There is an admission fee, but Sunday kids get in free. The show runs noon-7 p.m. through Friday, then 9 a.m.-7 p.m. Saturday and 9 a.m.-5 p.m. Sunday.

Need more? Go to the website:

Snapper seasons

With the five Gulf states taking control of the private recreational fishing management of red snapper, it’s time to lay out the ground rules.

The switch from federal control came with stipulations for each state — set a season, daily limit, a minimum size limit between 14-18 inches and an option to set a maximum size limit.

The second part of this changeover is where the rubber meets the road for offshore anglers: it’s how the total recreational quota is divided between the federal for-hire/charters and private/state charterboat operations subsectors.

Each state gets a percentage of the overall quota based on what federal managers call “historic” catch.

This year Louisiana's 19.1% (historic catch) comes to 816,233 pounds, the same as last year minus the some 30,000-plus pounds over last year’s quota. Florida (44.8%) gets 1,913,451 pounds, Alabama (26.3%) gets 1,122,622 pounds, Texas (6.2%) gets 265,105 pounds, and Mississippi (3.6%) gets 151,550 pounds, with the same reduction caveat in 2020 catch from 2019 catch data.

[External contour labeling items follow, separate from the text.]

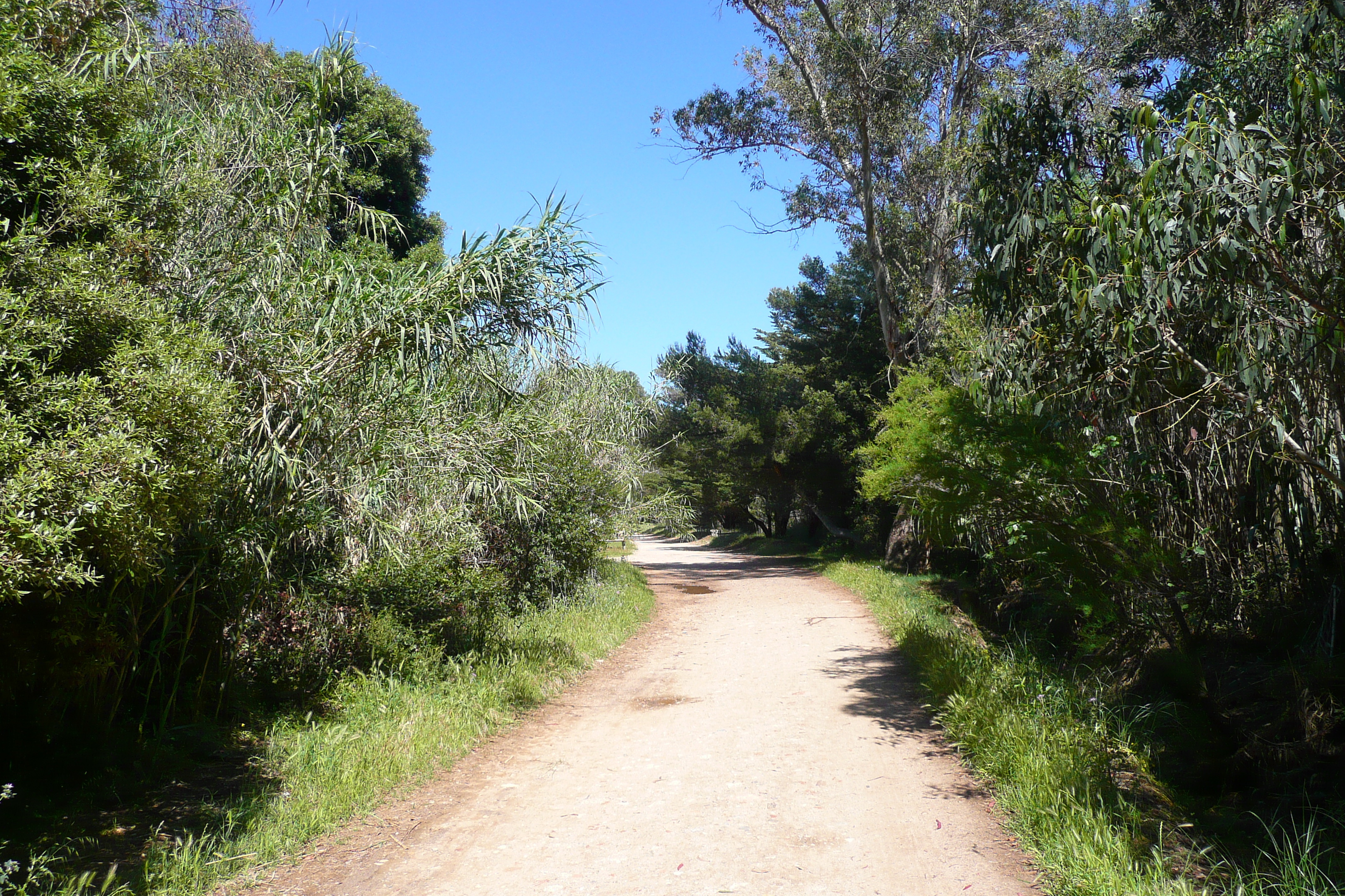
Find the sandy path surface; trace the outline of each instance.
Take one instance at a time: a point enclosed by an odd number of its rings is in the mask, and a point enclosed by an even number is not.
[[[635,555],[651,625],[274,893],[1028,896],[863,603],[771,559]]]

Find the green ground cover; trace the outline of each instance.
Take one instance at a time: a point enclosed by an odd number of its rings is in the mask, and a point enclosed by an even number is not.
[[[23,885],[7,888],[0,879],[0,893],[187,896],[254,877],[451,766],[621,643],[652,607],[639,568],[605,562],[585,596],[504,619],[480,649],[348,676],[321,716],[276,723],[253,791],[215,807],[200,836],[152,853],[134,879],[90,872],[71,880],[51,857]]]
[[[1087,678],[1025,649],[987,643],[932,587],[842,548],[728,533],[712,547],[792,556],[862,596],[913,662],[929,708],[994,794],[1009,830],[1059,896],[1336,896],[1311,826],[1274,829],[1260,862],[1235,868],[1200,840],[1149,770],[1127,713]]]

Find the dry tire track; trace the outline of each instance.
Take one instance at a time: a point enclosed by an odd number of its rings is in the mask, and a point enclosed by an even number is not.
[[[266,889],[1028,896],[1022,854],[858,598],[667,541],[633,560],[651,625]]]

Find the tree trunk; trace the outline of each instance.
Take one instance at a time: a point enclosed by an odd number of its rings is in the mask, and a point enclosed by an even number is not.
[[[799,492],[799,500],[803,501],[803,506],[806,506],[810,510],[812,510],[812,516],[816,517],[818,523],[820,523],[822,525],[827,527],[827,532],[830,532],[831,535],[837,536],[838,539],[849,539],[849,540],[854,541],[855,544],[859,544],[859,536],[857,536],[850,529],[846,529],[846,528],[843,528],[841,525],[837,525],[837,521],[833,520],[822,508],[819,508],[803,492]]]
[[[929,541],[920,537],[916,519],[904,506],[897,508],[897,519],[892,521],[884,559],[905,572],[924,572],[929,568]]]

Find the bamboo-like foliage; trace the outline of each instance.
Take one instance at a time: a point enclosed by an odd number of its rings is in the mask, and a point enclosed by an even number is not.
[[[402,222],[344,195],[383,145],[335,121],[367,78],[346,35],[292,64],[214,7],[9,5],[7,71],[47,79],[22,95],[93,122],[61,159],[31,124],[7,169],[56,172],[13,181],[0,246],[0,611],[42,619],[0,635],[20,740],[218,713],[264,654],[367,662],[340,645],[375,610],[332,602],[371,562],[417,570],[421,617],[518,609],[679,512],[642,494],[643,390],[569,355],[601,278],[564,200],[398,258]]]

The state Wildlife and Fisheries Commission has not set the recreational red snapper season, but it’s 99% sure the season will open for a four-day Memorial Day weekend come May 22 and remain open for weekends only with a possible four-day July 4 season, and, if there’s quota remaining, a four-day Labor Day weekend season.

There’s more

The Gulf of Mexico Fishery Management Council announced a June 1-Aug. 1 red snapper season for boats with federal for-hire reef fish permits. It’s in those 62 days federal fisheries managers believe it will take those charters to catch 3,130,000 pounds.

If you’re wondering how those businesses were able to get more than 3 million pounds, then know the total 2020 recreational red snapper quota is 7,339,000 pounds, and if you add the state private/charters (4,269,361, 57.7%) and federal permitted businesses (42.3%) you get that 7 million-pound plus total.

Still more

If western Gulf of Mexico anglers chafe at sharing that 40-plus % of a recreational quota with certain federally permitted charter operation, consider what’s being done to South Atlantic recreationals.

Late last week, the Center for Sportfishing Policy revealed a South Atlantic Fishery Management Council decision “that fishermen from North Carolina (south) to Florida could have a three-day 2020 red snapper season, but may end up with no season at all.”

CSP director Jeff Angers said offshore recreational fishermen in those states have had 37 days of a red snapper season during the past 10 years in federal waters, and Angers said the limited seasons have come, “despite increasing abundance of fish.

“Under the current regulatory framework, a recreational South Atlantic red snapper season of three or fewer days is prohibited. Changing that framework requires a rulemaking period which is in its early stages,” Angers said in the CSP release.

He pointed to the latest federal data (2018) showing a 29,656 fish annual catch limit while, in the same year, the same list identified that Florida anglers, fishing the Atlantic, released an estimated 3,174,288 snapper.

Cobia sizes

Effective March 25, the minimum “keeper” size for cobia (lemonfish, ling) will increase from 33 inches to 36 inches fork length for recreational and commercial take in the Gulf of Mexico.